Pour l’heure, il n’existe pas de consensus scientifique sur l’orthorexie. Les deux positions le plus souvent soutenues consistent à la classer soit parmi les troubles du comportement alimentaire (TCA), soit parmi les troubles obsessionnels du comportement.

L’orthorexie, qui fait encore l’objet de peu de recherches, pourrait être décelée par le biais d’un test en dix questions élaboré par Steven Bratman, médecin américain qui a donné en 1995 ce nom au trouble dont il souffrait lui-même.

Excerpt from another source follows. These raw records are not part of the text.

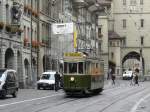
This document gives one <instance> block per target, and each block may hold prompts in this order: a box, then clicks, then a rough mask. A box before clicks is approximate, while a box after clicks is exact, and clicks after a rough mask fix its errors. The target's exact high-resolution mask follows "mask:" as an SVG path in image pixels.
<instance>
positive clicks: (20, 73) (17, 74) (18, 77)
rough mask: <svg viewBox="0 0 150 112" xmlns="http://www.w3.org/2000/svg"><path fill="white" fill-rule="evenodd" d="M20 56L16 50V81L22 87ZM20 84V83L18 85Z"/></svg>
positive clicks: (19, 83) (20, 86)
mask: <svg viewBox="0 0 150 112" xmlns="http://www.w3.org/2000/svg"><path fill="white" fill-rule="evenodd" d="M22 74H23V73H22V56H21V53H20V51H17V75H18V81H19V86H20V87H22V86H23V85H22V83H23V79H22V78H23V75H22ZM20 84H21V85H20Z"/></svg>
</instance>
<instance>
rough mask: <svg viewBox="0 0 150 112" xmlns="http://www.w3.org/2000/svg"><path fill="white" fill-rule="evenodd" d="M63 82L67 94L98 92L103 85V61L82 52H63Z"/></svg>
mask: <svg viewBox="0 0 150 112" xmlns="http://www.w3.org/2000/svg"><path fill="white" fill-rule="evenodd" d="M63 82H64V91H65V92H66V94H68V95H72V94H88V93H96V94H98V93H99V92H101V91H102V90H103V87H104V72H103V63H102V62H101V61H100V60H98V59H96V58H89V57H88V56H87V55H85V54H83V53H79V52H78V53H65V54H64V77H63Z"/></svg>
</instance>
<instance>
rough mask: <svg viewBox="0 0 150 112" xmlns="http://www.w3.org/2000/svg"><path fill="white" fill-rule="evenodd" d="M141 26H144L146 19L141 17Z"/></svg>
mask: <svg viewBox="0 0 150 112" xmlns="http://www.w3.org/2000/svg"><path fill="white" fill-rule="evenodd" d="M141 27H142V28H143V27H144V19H141Z"/></svg>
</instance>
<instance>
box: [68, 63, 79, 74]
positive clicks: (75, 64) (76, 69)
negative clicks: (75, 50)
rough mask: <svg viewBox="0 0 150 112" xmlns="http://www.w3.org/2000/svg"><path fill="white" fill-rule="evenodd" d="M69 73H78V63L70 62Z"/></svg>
mask: <svg viewBox="0 0 150 112" xmlns="http://www.w3.org/2000/svg"><path fill="white" fill-rule="evenodd" d="M69 73H77V63H69Z"/></svg>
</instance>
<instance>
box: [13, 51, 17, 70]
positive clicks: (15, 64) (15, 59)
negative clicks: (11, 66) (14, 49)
mask: <svg viewBox="0 0 150 112" xmlns="http://www.w3.org/2000/svg"><path fill="white" fill-rule="evenodd" d="M13 65H14V67H13V68H14V69H15V70H16V71H17V66H18V64H17V51H14V64H13Z"/></svg>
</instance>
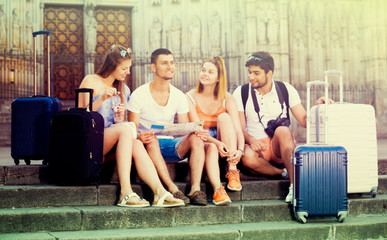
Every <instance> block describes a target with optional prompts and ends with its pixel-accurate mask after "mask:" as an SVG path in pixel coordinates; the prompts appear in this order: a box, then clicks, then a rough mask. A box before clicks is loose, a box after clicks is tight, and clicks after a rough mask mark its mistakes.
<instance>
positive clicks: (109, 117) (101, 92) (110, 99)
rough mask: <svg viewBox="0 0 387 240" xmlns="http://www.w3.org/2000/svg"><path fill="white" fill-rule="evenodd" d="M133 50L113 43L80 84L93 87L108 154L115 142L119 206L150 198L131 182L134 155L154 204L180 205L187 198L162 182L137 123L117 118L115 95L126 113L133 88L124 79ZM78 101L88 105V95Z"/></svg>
mask: <svg viewBox="0 0 387 240" xmlns="http://www.w3.org/2000/svg"><path fill="white" fill-rule="evenodd" d="M131 65H132V52H131V50H130V49H129V48H124V47H122V46H118V45H113V46H112V47H111V48H110V50H109V52H108V53H107V55H106V58H105V61H104V63H103V64H102V66H101V68H100V69H99V70H98V71H97V73H96V74H90V75H87V76H86V77H85V78H84V79H83V81H82V83H81V85H80V88H91V89H93V90H94V93H93V111H98V112H99V113H100V114H101V115H102V116H103V117H104V120H105V129H104V143H103V153H104V155H106V154H107V153H108V152H109V151H110V150H112V149H113V147H114V146H116V162H117V170H118V177H119V182H120V186H121V192H120V197H119V201H118V204H117V205H118V206H122V207H147V206H149V205H150V204H149V202H148V201H146V200H144V199H142V198H140V197H139V196H138V195H137V194H136V193H134V192H133V190H132V187H131V182H130V171H131V166H132V157H133V159H134V162H135V167H136V169H137V172H138V174H139V176H140V178H141V179H142V180H143V181H144V182H145V183H146V184H147V185H148V186H149V187H150V188H151V190H152V191H153V194H154V202H153V204H152V205H153V206H156V207H177V206H184V202H183V201H182V200H180V199H176V198H174V197H173V196H172V194H171V193H169V192H167V191H166V190H165V188H164V187H163V186H162V184H161V181H160V179H159V177H158V175H157V172H156V169H155V166H154V165H153V162H152V160H151V159H150V157H149V155H148V153H147V152H146V150H145V148H144V145H143V144H142V142H141V141H139V140H137V138H136V136H137V131H136V127H135V126H134V124H132V123H128V122H121V123H117V122H114V117H113V110H112V99H111V98H112V97H113V96H115V95H117V94H118V95H119V96H120V98H121V104H120V105H119V112H120V113H121V114H122V115H124V112H125V111H124V105H125V102H127V100H129V97H130V90H129V88H128V87H127V85H126V84H125V83H124V81H125V79H126V76H127V75H128V74H129V73H130V67H131ZM79 105H80V106H81V107H82V106H83V107H87V106H88V105H89V103H88V96H86V95H81V96H80V98H79Z"/></svg>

«Si le patient fait une distinction entre aliments sains et malsains, que des émotions fortes, voire disproportionnées, l’envahissent envers les aliments malsains et que cela a un impact sur sa vie quotidienne, il est probablement atteint d’orthorexie», résume Alexandre Chapy, un psychologue français. L’orthorexie a une «proximité» avec l’anorexie, assure-t-il, mais une différence subsiste entre les deux: «Un orthorexique ne veut pas perdre de poids», quand c’est l’objectif d’une personne anorexique.

Régimes alimentaires stricts

«Les personnes orthorexiques valorisent moins l’image corporelle esthétique, mais regardent leur corps à travers le prisme de leur santé», analyse la diététicienne Laurence Myr.

Plus que le souhait d’être en bonne santé, «elles ont peur d’être empoisonnées par des pesticides ou par des aliments, de mourir d’un cancer», détaille Alexandre Chapuy. Elles adoptent des régimes alimentaires stricts, qui ne sont pas, en eux-mêmes problématiques, «tant qu’on n’en souffre pas, qu’on ne s’isole pas et que la santé n’est pas touchée», souligne le psychologue.

Pour Laurence Myr, cependant, les personnes qui suivent des régimes spécifiques en supprimant certains types d’aliments pourraient «être plus enclines à développer un trouble» alimentaire. «Développer des comportements extrêmement stricts, comme le fait une personne orthorexique, entraîne des troubles sociaux» et peut créer «un basculement» vers un comportement obsessionnel néfaste, ajoute-t-elle. D’autant qu’au fil des différents scandales agroalimentaires, comme les récentes contaminations de chocolats ou de pizzas par des bactéries, «la confiance des consommateurs est très affaiblie».

La diététicienne Laurence Myr évoque une prévalence du phénomène chez les «sportifs, étudiants dans le domaine de la santé, chercheurs ou diététiciens». Reste que les chiffres officiels sur l’ampleur de ce trouble dans le monde n’existent pas.